The project will also contribute to the increasingly prominent and controversial debate regarding public attitudes to immigration and immigrants, which will be the substantive focus of the analyses through which the new methods will be applied and tested. The impact of the project on this topic will be twofold: directly, through the substantive research on this topic and indirectly, through the improved measurement quality and by enabling secondary data users to run their analyses on the corrected version of the scale.
A simulation of the long term effects of an adaptive fieldwork design in longitudinal surveys (2018)
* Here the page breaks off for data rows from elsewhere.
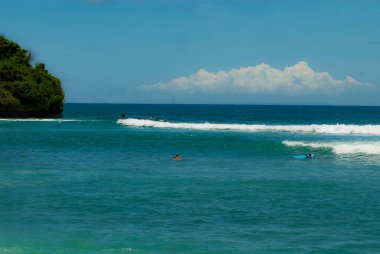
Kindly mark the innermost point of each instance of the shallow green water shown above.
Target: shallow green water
(87, 184)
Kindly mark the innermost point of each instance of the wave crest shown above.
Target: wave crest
(313, 128)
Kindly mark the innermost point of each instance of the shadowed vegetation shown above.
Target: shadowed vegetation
(26, 90)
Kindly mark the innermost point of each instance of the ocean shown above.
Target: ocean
(90, 182)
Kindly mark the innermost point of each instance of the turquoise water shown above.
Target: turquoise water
(90, 183)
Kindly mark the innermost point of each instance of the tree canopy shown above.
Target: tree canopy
(24, 88)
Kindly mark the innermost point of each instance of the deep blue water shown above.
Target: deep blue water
(88, 183)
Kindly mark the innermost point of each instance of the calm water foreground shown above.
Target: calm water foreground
(91, 183)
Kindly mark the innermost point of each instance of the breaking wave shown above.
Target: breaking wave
(313, 128)
(341, 147)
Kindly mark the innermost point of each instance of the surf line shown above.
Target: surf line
(312, 128)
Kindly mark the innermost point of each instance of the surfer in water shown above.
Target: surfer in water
(177, 157)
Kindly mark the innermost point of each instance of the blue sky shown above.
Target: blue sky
(173, 51)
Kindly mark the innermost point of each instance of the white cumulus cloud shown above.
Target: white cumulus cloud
(299, 78)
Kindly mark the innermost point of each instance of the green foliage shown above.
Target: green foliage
(25, 86)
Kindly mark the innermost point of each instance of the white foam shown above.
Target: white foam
(348, 147)
(313, 128)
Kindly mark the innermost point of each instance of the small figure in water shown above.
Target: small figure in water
(176, 157)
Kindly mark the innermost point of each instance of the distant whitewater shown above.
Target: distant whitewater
(342, 129)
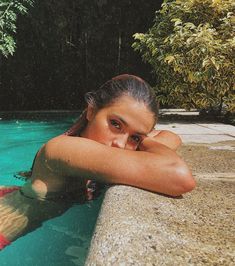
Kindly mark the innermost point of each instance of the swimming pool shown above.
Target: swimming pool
(62, 241)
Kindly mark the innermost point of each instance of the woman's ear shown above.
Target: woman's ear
(90, 112)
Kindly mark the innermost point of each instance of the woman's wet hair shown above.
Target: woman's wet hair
(118, 86)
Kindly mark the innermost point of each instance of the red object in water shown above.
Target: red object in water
(4, 191)
(3, 242)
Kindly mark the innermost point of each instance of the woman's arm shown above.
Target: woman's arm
(166, 137)
(155, 167)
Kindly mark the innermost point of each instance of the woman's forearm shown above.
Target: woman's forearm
(167, 138)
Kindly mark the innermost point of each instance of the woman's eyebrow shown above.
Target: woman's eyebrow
(126, 124)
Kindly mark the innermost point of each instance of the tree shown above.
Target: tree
(191, 48)
(9, 10)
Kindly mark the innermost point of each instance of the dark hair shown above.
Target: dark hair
(118, 86)
(121, 85)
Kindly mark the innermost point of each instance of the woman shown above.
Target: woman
(113, 142)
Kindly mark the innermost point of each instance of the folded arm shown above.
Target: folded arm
(155, 167)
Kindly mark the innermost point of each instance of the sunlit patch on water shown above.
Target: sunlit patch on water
(63, 240)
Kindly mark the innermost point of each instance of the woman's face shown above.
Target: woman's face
(122, 124)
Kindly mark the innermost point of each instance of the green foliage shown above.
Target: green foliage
(191, 48)
(9, 10)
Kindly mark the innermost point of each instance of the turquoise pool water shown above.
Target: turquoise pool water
(62, 241)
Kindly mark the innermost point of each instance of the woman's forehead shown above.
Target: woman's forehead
(133, 113)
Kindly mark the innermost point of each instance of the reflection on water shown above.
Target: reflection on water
(63, 240)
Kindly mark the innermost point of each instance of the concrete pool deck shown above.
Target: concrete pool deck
(136, 227)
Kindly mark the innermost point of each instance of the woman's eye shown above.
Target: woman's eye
(115, 124)
(136, 139)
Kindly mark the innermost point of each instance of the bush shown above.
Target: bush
(191, 48)
(9, 9)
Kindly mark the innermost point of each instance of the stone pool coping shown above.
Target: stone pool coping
(136, 227)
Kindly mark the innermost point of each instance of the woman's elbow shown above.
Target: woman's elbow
(184, 180)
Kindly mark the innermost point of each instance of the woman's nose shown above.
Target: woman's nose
(120, 142)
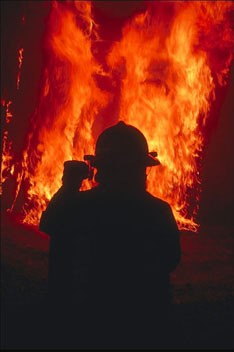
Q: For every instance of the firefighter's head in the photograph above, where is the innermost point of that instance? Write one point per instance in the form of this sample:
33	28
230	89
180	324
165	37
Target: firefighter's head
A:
122	154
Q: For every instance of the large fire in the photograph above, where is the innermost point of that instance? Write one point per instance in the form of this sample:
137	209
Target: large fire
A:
160	76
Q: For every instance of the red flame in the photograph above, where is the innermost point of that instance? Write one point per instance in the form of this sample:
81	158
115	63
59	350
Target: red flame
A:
160	77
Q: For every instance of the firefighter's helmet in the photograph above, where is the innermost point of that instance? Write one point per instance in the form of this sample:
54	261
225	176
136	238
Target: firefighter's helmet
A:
122	144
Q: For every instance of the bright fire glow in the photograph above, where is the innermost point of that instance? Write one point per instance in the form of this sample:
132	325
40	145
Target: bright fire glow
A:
162	78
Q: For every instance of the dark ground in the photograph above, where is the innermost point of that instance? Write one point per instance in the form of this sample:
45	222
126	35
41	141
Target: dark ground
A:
203	287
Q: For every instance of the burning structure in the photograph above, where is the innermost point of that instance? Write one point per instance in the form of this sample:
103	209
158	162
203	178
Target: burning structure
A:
157	67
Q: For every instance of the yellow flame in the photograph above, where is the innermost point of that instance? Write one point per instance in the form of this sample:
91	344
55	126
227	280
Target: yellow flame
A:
166	83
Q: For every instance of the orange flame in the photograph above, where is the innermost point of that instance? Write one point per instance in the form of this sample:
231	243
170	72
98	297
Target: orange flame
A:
20	60
165	77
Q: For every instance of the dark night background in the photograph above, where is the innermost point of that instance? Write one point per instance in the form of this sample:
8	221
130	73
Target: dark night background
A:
203	283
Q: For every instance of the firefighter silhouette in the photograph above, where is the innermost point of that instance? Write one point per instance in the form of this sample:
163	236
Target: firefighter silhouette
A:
114	249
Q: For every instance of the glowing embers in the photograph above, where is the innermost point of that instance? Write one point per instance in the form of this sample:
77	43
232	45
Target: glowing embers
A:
159	77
(National Centre for Research Methods – International Visiting Exchange – Melbourne Institute)
Abstract
Survey data continues to be essential for the work of social scientists. This is also true for longitudinal data where multiple measurements are taken at different points in time for the same respondents. Nevertheless, in recent years increasing costs and non-response have put pressures on survey agencies to improve the way they collect data.
One of the proposed solutions is called an adaptive design approach. This implies the division of data collection in multiple stages and applying different strategies for particular groups of respondent and stages that maximizes their propensity to answer and/or minimize costs. While this approach has great potential it nevertheless ignores the context of longitudinal studies. This is problematic as data collection in longitudinal studies have to consider at the same time both short term outcomes, such as participation at the current wave, as well as long term outcomes, for example participation in 5 years.
The present project aims to develop the framework of adaptive survey designs that accounts for both short term and long term outcomes in longitudinal studies. This will be done by developing a series of simulations that are based on data collected in the UK and Australia.
The research will help improve data collection in longitudinal studies, which is a major investment in the social sciences. It will also help improve the current literature in the adaptive survey literature and will enable more realistic decision making in data collection in general.